Under Article 34(2)(a)(i) of the Model Law and section 86(1)(b)(i) of the AO, a common ground for setting aside an arbitral award and for refusing enforcement is that the arbitration agreement was not valid under the law to which the parties have subjected it.
For example, in AB v CD, an arbitral award was set aside as the respondent, AB Engineering, was not a party to the arbitral agreement and thus there was no arbitration agreement between the parties.
The agreement containing the arbitration clause was made between AB Bureau and CD. Although AB Engineering was a subsidiary of AB Bureau, the two companies are separate legal entities and AB Engineering was not a party to the arbitral agreement. This decision highlighted the importance to identify the proper respondent and to verify its name before initiating arbitral proceedings.
However, in X v Jemmy Chien, the court refused an application to set aside the arbitral award on this basis. X contended that Jemmy was not the true party to the agreement in question, which was merely a sham to conceal the identity of a third party, whom X had been dealing with. The arbitral tribunal concluded that Jemmy was the true party to the agreement. X applied to set aside the award, challenging the tribunal’s finding.

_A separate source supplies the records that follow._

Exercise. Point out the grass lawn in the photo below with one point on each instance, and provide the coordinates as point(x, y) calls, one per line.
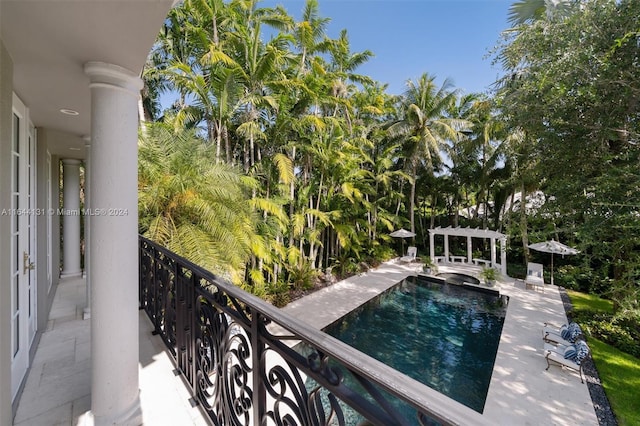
point(620, 376)
point(618, 371)
point(583, 301)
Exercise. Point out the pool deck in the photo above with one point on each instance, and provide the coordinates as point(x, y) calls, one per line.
point(521, 391)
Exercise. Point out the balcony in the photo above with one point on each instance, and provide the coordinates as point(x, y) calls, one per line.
point(213, 354)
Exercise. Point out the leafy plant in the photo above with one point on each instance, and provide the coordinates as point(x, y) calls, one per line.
point(489, 274)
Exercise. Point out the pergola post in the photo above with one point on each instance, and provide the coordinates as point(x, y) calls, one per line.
point(432, 252)
point(493, 252)
point(503, 255)
point(446, 247)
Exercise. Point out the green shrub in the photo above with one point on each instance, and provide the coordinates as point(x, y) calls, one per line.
point(302, 276)
point(620, 331)
point(278, 294)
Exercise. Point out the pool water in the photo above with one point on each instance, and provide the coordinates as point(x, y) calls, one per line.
point(442, 335)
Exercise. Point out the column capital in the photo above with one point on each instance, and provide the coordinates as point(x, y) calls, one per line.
point(105, 75)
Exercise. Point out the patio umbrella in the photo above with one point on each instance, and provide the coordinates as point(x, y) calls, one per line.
point(553, 247)
point(402, 233)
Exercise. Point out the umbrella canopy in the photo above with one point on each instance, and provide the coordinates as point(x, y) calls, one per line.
point(402, 233)
point(553, 247)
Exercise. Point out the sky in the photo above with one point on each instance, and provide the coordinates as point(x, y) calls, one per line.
point(446, 38)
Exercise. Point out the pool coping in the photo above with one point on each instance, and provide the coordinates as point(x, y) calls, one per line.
point(521, 391)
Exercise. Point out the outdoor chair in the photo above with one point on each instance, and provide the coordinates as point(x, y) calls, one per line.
point(566, 334)
point(567, 356)
point(535, 277)
point(411, 255)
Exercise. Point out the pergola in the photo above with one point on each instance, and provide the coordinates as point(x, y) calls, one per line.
point(470, 233)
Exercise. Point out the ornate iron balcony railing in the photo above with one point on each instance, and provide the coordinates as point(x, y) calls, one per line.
point(235, 353)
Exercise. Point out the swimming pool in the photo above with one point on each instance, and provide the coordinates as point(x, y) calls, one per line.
point(445, 336)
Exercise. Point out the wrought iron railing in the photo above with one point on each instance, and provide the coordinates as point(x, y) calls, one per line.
point(235, 353)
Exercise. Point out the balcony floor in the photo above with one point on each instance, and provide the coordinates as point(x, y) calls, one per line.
point(58, 387)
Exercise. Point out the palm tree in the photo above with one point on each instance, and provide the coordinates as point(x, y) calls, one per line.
point(528, 11)
point(425, 127)
point(192, 206)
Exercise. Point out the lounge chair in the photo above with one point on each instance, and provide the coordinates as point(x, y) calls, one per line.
point(535, 276)
point(566, 334)
point(567, 356)
point(411, 255)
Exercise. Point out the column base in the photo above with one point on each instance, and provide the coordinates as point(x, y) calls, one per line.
point(130, 417)
point(71, 274)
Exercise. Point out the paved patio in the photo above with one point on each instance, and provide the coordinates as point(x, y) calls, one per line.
point(57, 391)
point(58, 387)
point(521, 392)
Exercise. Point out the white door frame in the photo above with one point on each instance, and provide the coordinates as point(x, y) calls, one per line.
point(23, 247)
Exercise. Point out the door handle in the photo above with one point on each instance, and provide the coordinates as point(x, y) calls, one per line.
point(26, 265)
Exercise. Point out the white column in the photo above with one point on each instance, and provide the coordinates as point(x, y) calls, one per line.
point(71, 218)
point(432, 246)
point(86, 314)
point(446, 247)
point(114, 245)
point(503, 256)
point(493, 252)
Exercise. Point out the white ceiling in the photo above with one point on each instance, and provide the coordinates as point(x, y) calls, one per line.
point(49, 42)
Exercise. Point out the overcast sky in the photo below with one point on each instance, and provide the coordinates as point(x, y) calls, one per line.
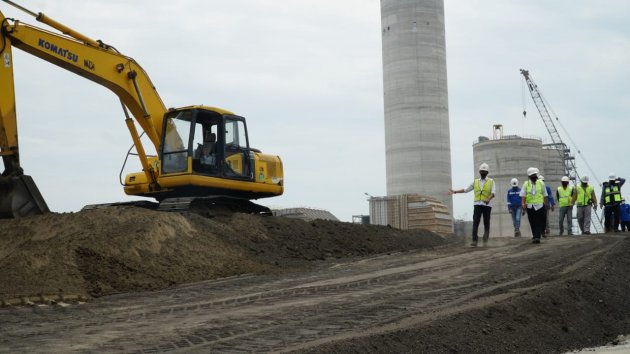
point(307, 75)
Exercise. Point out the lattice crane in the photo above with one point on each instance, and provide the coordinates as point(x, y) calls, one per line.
point(557, 143)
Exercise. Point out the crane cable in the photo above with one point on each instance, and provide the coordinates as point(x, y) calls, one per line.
point(566, 133)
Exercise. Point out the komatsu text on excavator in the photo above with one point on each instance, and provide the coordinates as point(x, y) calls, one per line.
point(203, 152)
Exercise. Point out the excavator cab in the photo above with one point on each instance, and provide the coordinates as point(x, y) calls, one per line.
point(205, 151)
point(202, 152)
point(214, 141)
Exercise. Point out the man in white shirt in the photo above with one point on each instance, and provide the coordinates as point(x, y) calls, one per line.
point(484, 193)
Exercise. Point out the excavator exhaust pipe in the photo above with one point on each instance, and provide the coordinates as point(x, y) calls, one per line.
point(19, 197)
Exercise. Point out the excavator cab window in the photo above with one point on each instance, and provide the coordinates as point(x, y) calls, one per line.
point(175, 147)
point(237, 160)
point(206, 144)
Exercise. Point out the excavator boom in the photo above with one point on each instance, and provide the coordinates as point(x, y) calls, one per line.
point(201, 151)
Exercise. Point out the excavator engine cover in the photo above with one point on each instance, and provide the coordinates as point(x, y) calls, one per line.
point(19, 197)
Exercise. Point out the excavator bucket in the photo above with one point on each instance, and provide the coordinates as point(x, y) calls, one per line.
point(19, 197)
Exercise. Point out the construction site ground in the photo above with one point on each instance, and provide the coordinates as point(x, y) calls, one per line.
point(127, 279)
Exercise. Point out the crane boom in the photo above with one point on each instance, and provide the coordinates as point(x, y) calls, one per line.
point(557, 143)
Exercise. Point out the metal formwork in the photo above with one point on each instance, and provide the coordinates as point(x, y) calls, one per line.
point(417, 142)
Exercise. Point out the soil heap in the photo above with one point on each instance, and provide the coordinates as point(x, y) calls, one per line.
point(123, 249)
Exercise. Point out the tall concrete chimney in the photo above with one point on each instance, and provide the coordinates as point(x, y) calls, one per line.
point(417, 141)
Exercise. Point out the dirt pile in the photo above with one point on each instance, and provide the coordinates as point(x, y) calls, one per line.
point(566, 313)
point(121, 249)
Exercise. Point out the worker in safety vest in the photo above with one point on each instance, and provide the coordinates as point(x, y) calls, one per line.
point(514, 206)
point(550, 206)
point(610, 201)
point(484, 193)
point(584, 198)
point(534, 199)
point(625, 215)
point(564, 196)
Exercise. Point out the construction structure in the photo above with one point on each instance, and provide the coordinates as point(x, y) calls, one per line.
point(417, 140)
point(411, 212)
point(509, 156)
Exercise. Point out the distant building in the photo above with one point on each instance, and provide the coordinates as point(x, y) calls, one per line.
point(306, 214)
point(361, 219)
point(509, 157)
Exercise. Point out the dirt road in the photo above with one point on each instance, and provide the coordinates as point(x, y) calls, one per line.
point(510, 296)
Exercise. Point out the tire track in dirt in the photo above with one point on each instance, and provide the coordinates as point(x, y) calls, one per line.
point(299, 311)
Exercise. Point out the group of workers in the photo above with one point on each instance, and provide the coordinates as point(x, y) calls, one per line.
point(537, 200)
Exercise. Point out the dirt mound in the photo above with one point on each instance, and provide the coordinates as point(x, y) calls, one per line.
point(122, 249)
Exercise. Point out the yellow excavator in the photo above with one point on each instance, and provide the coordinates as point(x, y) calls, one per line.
point(203, 153)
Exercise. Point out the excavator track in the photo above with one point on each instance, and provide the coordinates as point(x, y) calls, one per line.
point(207, 206)
point(213, 204)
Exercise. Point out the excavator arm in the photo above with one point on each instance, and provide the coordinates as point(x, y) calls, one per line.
point(180, 174)
point(83, 56)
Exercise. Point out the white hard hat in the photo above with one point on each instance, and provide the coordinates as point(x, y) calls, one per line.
point(532, 171)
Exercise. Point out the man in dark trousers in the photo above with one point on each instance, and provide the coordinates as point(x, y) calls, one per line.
point(610, 201)
point(514, 206)
point(534, 199)
point(484, 192)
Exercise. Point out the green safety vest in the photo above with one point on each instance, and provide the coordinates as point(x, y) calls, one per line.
point(537, 198)
point(565, 195)
point(614, 192)
point(482, 194)
point(584, 196)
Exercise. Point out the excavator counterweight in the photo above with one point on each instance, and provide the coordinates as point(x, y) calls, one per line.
point(200, 151)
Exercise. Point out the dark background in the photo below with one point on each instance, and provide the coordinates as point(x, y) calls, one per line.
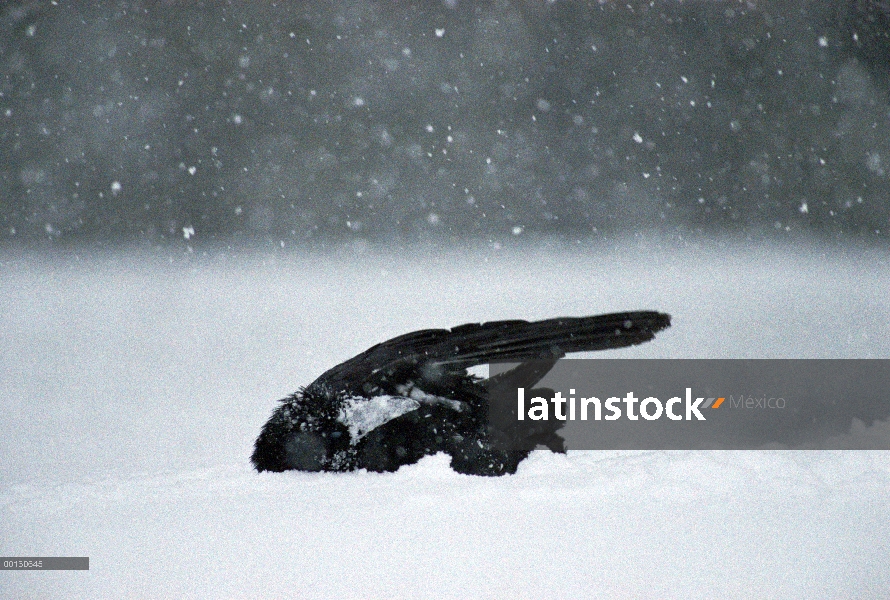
point(298, 123)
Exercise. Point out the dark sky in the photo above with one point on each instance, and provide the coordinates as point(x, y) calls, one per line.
point(312, 121)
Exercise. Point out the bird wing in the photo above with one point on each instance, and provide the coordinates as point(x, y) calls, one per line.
point(481, 343)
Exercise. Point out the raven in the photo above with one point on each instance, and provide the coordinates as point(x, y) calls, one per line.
point(412, 396)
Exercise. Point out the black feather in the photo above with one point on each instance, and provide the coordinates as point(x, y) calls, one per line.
point(411, 396)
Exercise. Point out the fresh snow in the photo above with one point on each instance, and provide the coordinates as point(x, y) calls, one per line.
point(133, 384)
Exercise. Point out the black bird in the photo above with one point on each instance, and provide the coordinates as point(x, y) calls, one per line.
point(412, 396)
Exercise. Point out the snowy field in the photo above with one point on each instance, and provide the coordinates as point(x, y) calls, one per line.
point(133, 384)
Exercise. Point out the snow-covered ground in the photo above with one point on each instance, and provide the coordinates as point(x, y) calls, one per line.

The judge held that the arbitrator was the best person to decide the parties’ intention, and thus whether Jemmy was a party to the agreement based on the testimony from the witnesses and the documentary evidence. The judge was unable to find any mistakes in the relevant finding in the arbitral award.

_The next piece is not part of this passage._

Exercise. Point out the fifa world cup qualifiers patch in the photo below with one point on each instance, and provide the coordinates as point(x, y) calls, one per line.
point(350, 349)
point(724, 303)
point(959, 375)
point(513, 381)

The case shows that the court will refrain from conducting an unwarranted and unlimited review of the merits of the findings made by the tribunal. The reviewing court has a limited and narrow role of confining the scope of the review to true questions of pure jurisdiction only.
Under Article 34(2)(a)(ii) of the Model Law and section 86(1)(c) of the AO, another common ground is that the other party was not given proper notice of the appointment of the arbitrator or of the arbitral proceedings or was otherwise unable to present its case.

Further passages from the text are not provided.